Meeting the Paiutes 2 – Nixon, PyramidLake Reservation.

First view of the lake The church and church hall The cemetery The memorial to war veterans. Myself by one of the few remaining crosses Gareth put up around the reservation. The church – another of Gareth’s crosses in front Church interior. The notice board.

On our return from McDermitt we stayed, for a couple of days, at Fernley, the largest town within striking distance of Nixon and Wadsworth, where Gareth had spent most of his time. It was to Fernley that he had to go to collect his mail and to access any reasonable source of supplies. It took around 25 minutes to drive to Nixon, which sits at the bottom end of Pyramid Lake. Our first view of the lake was breathtaking, even from a distance. We crested small hill and there, at the end of a long, straight road, was this wonderful expanse of water, surrounded by rugged mountains. The road seemed to be pointing at Anaho island in the lake. The Paiute people believe the lake to be spiritual and the mountains are known as “the ancient ones”.

I had arranged our meeting with Lorraine Wadsworth. Lorraine and I had become friends over the years, writing to each other and telephoning. I had contributed to “St Mary’s the Virgin”, a centennial celebration project charting the history of the church from 1892 to 1992, compiled by Lorraine, Betty Aleck, Renelda James and Dorothy and Sherry Ely. I had also been happy to contribute to the fund to raise a memorial in the cemetary to commemmorate those Paiute Tribe veterans who had fallen in the Indian Wars, the first and second world wars and the Korean and Vietnam wars. Recognition of tribal members who had served in the armed forces and fallen was something Brother David had always involved himself in.

Lorraine introduced us to Dorothy Ely, Rosemary Joe, Gwenn Pancho and other members of their families. It being Sunday, we began our meeting by attending a short service in the church, after which we retired to the Church Hall for lunch. Generously, a lunch had been prepared for us and,  as we enjoyed Paiute hospitality, we chatted and looked at old photographs. The room we were in was the one in which Brother David had distrubuted the clothing donated by his Hollywood friends and where he would run film shows and organise club activities.

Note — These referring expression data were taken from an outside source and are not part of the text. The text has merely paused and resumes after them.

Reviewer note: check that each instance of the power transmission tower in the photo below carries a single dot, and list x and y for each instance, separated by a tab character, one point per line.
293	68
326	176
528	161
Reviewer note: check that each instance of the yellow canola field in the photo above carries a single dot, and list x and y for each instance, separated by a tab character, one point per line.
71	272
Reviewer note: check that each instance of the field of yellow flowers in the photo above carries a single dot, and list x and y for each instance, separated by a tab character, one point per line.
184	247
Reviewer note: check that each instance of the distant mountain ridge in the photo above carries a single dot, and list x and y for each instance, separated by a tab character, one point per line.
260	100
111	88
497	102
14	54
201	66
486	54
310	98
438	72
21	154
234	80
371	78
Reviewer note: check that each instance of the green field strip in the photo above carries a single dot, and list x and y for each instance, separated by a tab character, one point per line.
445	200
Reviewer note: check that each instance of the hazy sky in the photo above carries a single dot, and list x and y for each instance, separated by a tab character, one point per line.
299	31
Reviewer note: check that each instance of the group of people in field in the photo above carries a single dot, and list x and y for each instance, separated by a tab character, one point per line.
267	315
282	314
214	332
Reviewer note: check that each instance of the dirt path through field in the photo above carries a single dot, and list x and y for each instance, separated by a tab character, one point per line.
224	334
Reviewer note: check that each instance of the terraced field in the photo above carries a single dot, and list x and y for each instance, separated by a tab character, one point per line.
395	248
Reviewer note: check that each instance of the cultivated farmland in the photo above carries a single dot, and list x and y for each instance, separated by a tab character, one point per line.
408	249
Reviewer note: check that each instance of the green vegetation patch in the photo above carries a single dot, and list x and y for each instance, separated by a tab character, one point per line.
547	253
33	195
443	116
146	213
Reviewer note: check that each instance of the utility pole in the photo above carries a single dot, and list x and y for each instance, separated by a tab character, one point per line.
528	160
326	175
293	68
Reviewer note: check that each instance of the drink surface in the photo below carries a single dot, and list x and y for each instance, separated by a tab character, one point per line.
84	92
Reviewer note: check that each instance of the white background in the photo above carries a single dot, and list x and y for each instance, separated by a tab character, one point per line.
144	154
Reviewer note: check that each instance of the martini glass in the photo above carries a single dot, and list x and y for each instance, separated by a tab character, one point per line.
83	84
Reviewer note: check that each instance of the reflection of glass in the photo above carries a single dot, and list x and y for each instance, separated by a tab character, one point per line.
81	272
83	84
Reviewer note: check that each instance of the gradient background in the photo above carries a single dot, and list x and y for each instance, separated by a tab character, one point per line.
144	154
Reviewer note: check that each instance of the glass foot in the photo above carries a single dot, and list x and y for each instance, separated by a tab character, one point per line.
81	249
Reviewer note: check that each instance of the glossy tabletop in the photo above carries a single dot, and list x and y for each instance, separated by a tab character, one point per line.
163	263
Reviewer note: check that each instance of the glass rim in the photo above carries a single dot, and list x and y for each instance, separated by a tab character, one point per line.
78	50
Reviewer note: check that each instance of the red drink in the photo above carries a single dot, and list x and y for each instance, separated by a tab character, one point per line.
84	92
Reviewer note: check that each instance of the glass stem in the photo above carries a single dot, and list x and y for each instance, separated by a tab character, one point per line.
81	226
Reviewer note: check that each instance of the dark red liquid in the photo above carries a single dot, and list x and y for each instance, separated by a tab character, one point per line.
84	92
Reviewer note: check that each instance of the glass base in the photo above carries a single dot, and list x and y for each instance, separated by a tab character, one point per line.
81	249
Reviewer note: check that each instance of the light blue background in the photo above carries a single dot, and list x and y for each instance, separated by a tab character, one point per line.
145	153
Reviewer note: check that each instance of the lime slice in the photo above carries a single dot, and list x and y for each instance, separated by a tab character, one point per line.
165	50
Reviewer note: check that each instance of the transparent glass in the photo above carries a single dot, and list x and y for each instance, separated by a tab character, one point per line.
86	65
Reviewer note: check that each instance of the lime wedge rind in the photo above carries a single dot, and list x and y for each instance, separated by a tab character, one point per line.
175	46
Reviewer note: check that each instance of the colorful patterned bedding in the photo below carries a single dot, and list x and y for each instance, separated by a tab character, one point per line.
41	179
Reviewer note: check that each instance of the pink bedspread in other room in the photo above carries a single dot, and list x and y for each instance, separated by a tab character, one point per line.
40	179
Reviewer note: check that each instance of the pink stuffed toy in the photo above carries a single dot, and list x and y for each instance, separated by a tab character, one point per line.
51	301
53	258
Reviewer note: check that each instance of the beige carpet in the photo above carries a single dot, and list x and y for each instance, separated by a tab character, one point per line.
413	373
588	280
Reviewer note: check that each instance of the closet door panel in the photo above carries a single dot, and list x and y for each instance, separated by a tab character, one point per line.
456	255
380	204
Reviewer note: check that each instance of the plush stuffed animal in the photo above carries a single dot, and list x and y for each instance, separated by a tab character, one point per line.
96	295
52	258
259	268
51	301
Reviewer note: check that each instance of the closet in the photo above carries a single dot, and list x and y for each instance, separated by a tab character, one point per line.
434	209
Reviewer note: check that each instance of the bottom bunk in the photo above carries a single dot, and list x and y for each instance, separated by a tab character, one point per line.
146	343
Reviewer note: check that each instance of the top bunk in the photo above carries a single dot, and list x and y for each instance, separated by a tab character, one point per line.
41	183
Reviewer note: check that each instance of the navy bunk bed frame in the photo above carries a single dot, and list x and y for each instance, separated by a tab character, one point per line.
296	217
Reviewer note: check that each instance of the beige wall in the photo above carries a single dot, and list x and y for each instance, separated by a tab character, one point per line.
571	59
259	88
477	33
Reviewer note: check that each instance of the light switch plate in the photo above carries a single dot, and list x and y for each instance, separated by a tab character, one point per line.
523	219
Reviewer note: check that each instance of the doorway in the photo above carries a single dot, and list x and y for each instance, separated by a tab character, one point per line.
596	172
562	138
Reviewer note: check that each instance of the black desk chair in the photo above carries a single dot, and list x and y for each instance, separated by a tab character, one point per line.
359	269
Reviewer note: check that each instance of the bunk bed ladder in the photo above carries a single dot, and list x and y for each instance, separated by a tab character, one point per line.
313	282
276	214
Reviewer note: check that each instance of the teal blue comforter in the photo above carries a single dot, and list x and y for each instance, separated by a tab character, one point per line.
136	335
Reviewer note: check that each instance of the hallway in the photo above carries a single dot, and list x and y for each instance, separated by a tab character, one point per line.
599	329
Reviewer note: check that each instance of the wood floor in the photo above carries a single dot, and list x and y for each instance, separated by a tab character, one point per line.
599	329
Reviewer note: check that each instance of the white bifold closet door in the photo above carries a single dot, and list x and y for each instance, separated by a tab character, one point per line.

After lunch we recorded the interviews which you can see on the Media page. Surprisingly to us, the priest currently attached to the church declined to meet us.

I took a moment to visit the cemetary and to look at the War Veterans Memorial to which I had contributed. It was a beautiful cemetary – colourful and peaceful. As I walked around I saw many names which had featured in letters between Brother David and his beloved Paiute people. I was especially sad to see the grave of Elizabeth Lawery. Elizabeth had been a special friend of Brother David and he had tried his hardest to protect and help her vulnerable son, Theodore a boy who by his writing appears to have been simple or retarded. Brother David could so easily have been buried here and he would have wanted that. Sadly it did not happen. Why? You’ll have to read my book to find out!

The testimony we heard that day was powerful indeed and moving. It was extraordinary that such thoughts and feelings were being expressed forty-five years after Brother David had left Nixon. It was no less extraordinary to find a glass fronted notice board the baize of which was covered with cuttings and photographs of Brother David. A wall hanging which bore the legend “Bisha Num”, Paiute for “A good feeling”, summed up the experience.